Enhanced light-responsive supercapacitor utilizing BiVO4 and date leaves-derived carbon: A leap towards sustainable energy harvesting and storage

This study explores light-responsive supercapacitors, aiming to transform energy systems by enabling the simultaneous conversion and storage of light into electricity. The study introduces an innovative light-responsive supercapacitor, employing bismuth vanadate (BiVO4) as the photoactive material and date leaf-derived carbon (DLC) as the conductive electrode material. The device also incorporates fluorine-doped tin oxide (FTO) as the transparent current collector and Na2SO4 as the electrolyte. The constructed FTO/BiVO4/DLC//DLC/FTO asymmetric light-responsive supercapacitor showcased remarkable electrochemical performance, achieving a capacitance of ∼150 F/g at a current density of 0.5 A/g, thereby validating its effective charge transfer capacity during electrical activities.
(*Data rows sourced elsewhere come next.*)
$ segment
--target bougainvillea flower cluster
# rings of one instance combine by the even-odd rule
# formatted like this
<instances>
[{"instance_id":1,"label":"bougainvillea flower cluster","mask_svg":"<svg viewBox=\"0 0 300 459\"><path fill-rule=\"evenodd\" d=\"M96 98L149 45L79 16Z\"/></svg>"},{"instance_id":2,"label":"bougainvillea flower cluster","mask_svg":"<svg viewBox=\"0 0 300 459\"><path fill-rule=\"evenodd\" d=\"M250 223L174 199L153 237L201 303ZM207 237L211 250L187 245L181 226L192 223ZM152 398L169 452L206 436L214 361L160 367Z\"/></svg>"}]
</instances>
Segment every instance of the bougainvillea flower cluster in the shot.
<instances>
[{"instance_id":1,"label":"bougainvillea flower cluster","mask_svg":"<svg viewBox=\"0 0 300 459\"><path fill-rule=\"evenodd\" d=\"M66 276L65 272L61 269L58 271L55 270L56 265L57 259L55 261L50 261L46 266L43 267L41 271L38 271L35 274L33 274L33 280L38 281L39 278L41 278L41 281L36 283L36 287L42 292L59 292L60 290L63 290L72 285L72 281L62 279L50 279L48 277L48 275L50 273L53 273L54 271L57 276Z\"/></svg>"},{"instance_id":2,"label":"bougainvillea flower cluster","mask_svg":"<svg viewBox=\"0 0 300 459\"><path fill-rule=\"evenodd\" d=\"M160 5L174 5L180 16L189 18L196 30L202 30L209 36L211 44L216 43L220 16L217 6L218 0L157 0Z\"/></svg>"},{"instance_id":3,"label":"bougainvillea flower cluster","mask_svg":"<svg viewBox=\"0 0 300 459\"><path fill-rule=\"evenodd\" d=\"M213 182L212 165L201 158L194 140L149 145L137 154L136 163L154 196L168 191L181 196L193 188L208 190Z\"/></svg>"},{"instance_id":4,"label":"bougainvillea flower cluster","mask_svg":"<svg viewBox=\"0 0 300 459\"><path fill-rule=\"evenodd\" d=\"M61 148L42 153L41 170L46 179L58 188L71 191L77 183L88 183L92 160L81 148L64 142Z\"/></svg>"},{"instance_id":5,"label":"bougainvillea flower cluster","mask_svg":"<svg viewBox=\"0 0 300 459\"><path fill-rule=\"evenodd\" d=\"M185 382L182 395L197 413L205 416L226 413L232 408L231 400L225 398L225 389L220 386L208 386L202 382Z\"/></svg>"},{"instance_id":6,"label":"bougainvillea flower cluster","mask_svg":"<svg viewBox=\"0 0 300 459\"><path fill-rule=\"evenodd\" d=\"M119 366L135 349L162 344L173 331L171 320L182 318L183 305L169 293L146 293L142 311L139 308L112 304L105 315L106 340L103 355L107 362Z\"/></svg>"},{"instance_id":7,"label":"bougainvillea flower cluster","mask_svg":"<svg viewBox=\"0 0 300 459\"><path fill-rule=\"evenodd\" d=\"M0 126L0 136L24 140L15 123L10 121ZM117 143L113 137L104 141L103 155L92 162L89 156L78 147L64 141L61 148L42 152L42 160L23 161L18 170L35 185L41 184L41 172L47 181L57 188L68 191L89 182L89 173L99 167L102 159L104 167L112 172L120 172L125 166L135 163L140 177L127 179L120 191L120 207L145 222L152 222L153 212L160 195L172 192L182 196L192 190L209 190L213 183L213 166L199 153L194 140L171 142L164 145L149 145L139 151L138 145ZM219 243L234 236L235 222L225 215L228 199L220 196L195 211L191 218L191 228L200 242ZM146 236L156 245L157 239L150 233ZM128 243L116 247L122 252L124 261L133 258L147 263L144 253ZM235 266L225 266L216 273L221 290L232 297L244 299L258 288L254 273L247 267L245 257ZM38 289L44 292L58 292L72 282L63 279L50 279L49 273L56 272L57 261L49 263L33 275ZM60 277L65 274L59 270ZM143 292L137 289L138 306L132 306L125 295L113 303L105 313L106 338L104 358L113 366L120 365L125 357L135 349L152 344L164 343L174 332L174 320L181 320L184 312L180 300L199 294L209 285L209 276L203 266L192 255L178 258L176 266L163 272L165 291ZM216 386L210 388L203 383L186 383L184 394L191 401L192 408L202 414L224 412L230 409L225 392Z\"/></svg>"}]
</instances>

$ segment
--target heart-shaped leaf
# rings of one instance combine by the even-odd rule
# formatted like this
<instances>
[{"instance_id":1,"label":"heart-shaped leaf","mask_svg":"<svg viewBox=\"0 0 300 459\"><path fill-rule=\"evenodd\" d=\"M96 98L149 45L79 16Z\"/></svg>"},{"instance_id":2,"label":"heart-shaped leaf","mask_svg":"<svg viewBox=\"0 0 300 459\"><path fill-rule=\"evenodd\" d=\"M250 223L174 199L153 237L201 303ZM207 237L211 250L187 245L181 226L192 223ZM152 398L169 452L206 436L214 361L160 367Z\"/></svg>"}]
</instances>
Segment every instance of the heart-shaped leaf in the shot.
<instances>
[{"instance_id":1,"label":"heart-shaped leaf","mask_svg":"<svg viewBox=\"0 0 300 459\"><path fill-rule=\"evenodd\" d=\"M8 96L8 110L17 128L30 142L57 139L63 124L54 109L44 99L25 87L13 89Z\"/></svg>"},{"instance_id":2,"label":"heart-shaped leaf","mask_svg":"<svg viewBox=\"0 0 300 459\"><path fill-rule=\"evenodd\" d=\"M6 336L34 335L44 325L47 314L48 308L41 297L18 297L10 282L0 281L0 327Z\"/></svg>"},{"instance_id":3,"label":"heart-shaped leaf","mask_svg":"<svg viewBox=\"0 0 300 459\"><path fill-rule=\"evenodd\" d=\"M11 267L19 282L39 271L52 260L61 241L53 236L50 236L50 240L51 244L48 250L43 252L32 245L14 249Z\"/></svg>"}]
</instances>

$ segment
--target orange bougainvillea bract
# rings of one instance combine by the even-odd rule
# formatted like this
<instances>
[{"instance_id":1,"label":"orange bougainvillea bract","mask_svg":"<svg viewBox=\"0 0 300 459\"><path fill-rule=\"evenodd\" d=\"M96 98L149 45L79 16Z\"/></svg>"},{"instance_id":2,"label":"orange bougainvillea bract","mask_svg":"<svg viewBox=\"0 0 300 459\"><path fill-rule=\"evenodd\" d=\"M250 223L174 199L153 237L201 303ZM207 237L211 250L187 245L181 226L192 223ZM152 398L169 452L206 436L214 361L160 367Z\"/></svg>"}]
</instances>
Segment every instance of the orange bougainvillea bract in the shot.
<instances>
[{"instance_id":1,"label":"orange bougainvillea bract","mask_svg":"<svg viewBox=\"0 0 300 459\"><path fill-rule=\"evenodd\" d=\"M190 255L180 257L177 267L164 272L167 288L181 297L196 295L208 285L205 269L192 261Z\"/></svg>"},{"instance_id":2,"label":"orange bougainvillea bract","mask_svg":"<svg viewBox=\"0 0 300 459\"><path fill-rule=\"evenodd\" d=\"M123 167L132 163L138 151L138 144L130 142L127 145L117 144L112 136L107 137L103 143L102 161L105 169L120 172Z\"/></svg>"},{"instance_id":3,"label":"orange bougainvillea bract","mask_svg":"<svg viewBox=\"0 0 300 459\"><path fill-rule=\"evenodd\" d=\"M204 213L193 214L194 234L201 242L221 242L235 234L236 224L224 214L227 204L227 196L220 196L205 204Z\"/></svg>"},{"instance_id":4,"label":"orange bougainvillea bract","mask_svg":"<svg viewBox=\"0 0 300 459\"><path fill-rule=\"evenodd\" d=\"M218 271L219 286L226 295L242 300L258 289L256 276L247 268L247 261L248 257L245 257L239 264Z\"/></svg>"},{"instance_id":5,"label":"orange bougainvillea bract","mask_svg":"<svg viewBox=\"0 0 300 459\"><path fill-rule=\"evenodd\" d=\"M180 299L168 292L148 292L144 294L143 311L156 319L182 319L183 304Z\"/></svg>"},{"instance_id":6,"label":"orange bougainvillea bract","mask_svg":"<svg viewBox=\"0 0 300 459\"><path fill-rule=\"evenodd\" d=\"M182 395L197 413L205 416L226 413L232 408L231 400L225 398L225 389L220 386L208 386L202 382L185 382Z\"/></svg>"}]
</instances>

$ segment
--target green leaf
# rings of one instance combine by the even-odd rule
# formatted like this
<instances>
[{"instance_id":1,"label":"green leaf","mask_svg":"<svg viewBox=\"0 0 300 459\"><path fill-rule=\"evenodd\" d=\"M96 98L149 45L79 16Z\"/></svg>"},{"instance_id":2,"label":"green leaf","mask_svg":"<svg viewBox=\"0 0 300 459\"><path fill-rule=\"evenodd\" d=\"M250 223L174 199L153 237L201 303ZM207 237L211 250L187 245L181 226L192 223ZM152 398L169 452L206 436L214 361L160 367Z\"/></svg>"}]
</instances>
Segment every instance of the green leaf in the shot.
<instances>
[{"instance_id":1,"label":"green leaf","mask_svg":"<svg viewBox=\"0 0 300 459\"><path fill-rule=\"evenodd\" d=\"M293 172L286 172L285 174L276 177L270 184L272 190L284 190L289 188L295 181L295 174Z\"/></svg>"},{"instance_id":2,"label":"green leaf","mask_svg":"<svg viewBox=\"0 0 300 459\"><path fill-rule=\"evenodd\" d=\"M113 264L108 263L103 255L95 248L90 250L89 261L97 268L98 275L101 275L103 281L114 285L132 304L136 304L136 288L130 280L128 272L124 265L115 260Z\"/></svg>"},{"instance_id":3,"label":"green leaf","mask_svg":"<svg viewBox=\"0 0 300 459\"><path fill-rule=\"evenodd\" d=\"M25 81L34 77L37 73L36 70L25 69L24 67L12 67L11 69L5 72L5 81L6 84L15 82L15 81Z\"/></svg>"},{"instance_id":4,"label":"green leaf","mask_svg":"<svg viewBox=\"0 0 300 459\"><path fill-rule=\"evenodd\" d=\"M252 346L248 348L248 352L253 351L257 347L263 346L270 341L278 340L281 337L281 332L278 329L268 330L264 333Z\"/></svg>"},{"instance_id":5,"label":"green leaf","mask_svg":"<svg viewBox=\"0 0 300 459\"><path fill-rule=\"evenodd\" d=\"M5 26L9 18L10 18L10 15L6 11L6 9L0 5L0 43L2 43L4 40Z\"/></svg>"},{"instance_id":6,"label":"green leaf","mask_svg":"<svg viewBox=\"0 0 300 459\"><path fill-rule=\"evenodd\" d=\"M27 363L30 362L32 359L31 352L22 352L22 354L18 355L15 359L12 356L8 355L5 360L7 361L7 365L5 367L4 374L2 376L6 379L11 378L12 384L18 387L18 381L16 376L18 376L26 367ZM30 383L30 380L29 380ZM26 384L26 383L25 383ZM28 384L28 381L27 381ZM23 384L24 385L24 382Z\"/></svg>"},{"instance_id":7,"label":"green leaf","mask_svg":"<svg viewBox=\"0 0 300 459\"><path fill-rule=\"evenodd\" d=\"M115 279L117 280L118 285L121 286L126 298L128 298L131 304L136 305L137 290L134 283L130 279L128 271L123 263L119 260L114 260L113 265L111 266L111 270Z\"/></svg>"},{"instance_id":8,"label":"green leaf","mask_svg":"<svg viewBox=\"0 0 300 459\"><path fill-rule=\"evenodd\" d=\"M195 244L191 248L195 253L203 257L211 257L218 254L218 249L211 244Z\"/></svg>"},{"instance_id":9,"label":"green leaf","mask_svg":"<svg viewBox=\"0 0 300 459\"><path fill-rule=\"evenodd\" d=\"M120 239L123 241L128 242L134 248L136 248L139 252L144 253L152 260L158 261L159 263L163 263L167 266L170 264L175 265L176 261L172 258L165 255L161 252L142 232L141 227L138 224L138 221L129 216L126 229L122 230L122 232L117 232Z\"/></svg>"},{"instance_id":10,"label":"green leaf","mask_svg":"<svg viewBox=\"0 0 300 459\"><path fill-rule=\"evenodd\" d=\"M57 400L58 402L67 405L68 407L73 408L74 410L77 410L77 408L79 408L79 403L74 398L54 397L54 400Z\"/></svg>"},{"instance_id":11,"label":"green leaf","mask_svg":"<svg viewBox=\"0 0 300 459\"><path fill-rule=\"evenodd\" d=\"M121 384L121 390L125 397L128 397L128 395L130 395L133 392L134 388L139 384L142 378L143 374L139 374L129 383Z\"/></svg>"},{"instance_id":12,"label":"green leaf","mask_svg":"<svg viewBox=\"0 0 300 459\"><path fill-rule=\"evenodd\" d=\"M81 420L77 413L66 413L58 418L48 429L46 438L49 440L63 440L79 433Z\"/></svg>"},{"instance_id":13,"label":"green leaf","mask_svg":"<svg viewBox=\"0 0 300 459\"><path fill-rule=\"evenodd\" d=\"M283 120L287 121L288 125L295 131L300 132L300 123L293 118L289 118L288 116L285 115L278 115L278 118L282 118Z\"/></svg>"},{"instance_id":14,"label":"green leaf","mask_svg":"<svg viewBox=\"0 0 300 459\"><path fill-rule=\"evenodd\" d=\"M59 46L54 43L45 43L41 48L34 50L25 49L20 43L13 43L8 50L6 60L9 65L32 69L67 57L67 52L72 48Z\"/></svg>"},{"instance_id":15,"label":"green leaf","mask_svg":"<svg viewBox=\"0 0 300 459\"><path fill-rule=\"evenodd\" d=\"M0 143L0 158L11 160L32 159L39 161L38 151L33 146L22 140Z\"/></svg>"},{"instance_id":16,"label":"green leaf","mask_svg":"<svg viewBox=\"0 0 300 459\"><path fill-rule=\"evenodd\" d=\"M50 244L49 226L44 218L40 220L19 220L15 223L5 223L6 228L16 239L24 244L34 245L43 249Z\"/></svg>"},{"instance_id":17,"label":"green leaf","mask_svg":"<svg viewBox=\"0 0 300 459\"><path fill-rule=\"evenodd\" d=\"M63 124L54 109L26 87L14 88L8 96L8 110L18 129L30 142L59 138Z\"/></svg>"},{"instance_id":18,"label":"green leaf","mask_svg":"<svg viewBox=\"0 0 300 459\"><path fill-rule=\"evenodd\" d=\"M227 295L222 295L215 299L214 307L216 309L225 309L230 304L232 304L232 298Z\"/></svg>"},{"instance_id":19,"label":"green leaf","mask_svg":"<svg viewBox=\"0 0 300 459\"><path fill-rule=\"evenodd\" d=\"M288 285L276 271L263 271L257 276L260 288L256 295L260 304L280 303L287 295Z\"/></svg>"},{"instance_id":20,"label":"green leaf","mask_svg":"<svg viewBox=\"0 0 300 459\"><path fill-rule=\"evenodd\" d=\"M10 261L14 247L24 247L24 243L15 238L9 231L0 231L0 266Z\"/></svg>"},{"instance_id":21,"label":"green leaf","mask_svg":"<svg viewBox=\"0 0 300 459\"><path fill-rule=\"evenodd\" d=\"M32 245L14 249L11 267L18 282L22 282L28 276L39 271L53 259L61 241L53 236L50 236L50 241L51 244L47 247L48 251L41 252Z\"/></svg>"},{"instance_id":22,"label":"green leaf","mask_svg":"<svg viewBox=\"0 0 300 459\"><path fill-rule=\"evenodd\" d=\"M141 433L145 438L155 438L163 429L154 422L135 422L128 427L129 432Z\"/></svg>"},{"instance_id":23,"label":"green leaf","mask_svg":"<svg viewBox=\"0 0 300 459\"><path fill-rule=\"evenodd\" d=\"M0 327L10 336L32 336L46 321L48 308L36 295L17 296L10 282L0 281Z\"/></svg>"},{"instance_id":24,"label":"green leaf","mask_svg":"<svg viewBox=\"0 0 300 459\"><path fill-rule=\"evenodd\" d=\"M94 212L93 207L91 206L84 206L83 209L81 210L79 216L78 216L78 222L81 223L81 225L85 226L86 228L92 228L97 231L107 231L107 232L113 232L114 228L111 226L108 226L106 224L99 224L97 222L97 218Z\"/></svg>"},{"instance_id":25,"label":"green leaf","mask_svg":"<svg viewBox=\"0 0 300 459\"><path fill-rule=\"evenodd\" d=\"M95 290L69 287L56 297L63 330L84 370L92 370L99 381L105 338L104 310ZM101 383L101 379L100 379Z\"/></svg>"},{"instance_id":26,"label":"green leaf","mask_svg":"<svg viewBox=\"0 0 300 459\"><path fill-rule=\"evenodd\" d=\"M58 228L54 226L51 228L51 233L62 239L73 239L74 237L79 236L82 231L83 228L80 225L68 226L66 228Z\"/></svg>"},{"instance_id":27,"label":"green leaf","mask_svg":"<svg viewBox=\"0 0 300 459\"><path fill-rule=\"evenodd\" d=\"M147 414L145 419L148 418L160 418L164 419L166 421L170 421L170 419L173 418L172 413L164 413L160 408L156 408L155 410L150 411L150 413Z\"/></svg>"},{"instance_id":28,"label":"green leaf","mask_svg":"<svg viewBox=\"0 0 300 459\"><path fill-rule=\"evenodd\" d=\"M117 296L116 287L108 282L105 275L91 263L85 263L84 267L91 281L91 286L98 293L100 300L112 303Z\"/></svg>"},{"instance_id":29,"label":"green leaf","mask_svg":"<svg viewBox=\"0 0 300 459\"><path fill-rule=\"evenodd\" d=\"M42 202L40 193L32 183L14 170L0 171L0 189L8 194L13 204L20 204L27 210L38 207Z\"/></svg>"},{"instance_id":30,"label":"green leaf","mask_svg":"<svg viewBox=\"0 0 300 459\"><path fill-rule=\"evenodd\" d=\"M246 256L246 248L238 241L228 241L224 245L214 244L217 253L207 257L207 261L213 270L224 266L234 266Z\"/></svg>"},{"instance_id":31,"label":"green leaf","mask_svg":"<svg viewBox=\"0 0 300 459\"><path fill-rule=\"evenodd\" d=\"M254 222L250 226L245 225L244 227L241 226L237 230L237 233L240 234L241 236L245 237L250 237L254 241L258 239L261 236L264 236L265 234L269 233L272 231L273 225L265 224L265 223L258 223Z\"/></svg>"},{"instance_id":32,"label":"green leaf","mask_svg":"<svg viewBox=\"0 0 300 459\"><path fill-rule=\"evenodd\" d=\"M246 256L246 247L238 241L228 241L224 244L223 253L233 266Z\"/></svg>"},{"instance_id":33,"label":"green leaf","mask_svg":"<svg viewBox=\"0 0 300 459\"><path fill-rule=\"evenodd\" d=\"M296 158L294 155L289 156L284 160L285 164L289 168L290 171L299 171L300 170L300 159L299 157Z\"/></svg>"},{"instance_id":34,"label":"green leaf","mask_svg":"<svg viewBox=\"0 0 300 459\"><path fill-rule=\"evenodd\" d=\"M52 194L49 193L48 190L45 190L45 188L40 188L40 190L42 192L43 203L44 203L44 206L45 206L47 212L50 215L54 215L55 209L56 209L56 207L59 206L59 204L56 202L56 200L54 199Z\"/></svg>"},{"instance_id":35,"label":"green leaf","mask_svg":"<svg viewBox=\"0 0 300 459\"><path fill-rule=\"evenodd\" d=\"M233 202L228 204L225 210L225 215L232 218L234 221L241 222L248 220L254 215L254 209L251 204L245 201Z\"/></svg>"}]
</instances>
Further experimentation with varying photo-charging times resulted in a peak specific capacitance of ∼290 F/g. The device demonstrated an energy density of around ∼13 Wh/kg and a power density of ∼200 W/kg in the absence of light, with the energy density notably doubling to 26 Wh/kg upon extended photo-charging. Remarkably, the supercapacitor maintained ∼90% of its initial specific capacitance and ∼86% of its Coulombic efficiency following 12000 GCD cycles, underscoring its electrochemical stability and durability. The development of such a proficient and resilient light-responsive supercapacitor holds significant promise for the advancement of the energy-storage sector and offers valuable insights for renewable energy researchers. [Display omitted] •Light-responsive supercapacitor as combined energy harvesting and storage system.•FTO/BiVO4/DLC//DLC/FTO asymmetric capacitor yielded excellent specific capacitance.•The light-responsive supercapacitor showed high energy and power densities in the dark.•Upon increasing the photocharging time, the energy density increased.•The asymmetric light-responsive supercapacitor exhibited excellent electrochemical stability.